I completed the work in two years very successfully and went on to complete a BA in Legal Studies. However, at my age, no one would hire me as a paralegal. I spent many months trying to get work in that field but finally realized that the best job prospects in this financially ruined part of the country was as a nurse. I've had my struggles since I went to a nursing home to work in 2003. I went without a car for four years (first time since 18) and that was frustrating and kind of humiliating. It took me a while to get over the shame of allowing this to happen to myself, of being poor, of being "on welfare" after my private disability ran out, of subsequently being fired from my first job after all this. I've had my share of hard times, lost many friends, and made some new ones.

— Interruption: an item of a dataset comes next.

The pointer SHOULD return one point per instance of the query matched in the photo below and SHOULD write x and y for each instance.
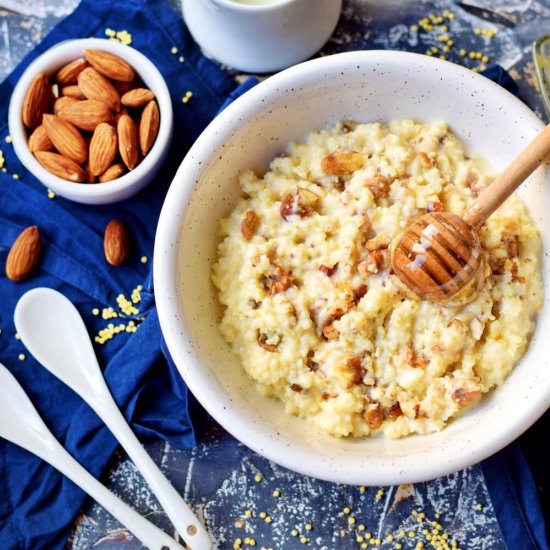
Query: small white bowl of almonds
(92, 120)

The money part had been hard and continues to be, though not as bad. I know how to live on little. But just knowing that in 1994, I could walk into a store and get instant credit and now I get humiliating rejections still bites a bit. I got a credit card through a store because someone read my last name incorrectly as "Stove". I handled that very well until they gave me an actual Visa card. I'm still handling it well and have corrected the spelling of my last name. I did make one payment late and now my interest rate has shot up. I had to max it out repairing the first old car I bought, but I will pay it off.

I had to declare bankruptcy in January 1995. I get loads of offers in the mail for credit cards and loans at outrageous interest rates or that require I put money into them before using them. I shred them. I've begun to put a little bit away for retirement but I'm facing having to work till I drop dead.

But I've come to a wonderful rapprochement with my son and his family. I am living well enough with a small apartment, a 1990 car and I have hope, which I did not have for many years. I am working and independent. The man who stabbed me will be getting out of prison in mid-October and I am trying as well as possible to be prepared for that. I have learned much. I am probably happier than I've ever been, though life is no bed of roses. I'd like to buy a small townhouse at some time, but at my age, now 58, who knows. I'm trying to stay healthy because right now I know that my health will be my greatest ally or my worst enemy. I'm hoping I have more genes from my father's side, where they all lived to late 80s to 100 years. My father worked until he was 84. I'm sure I'll need to.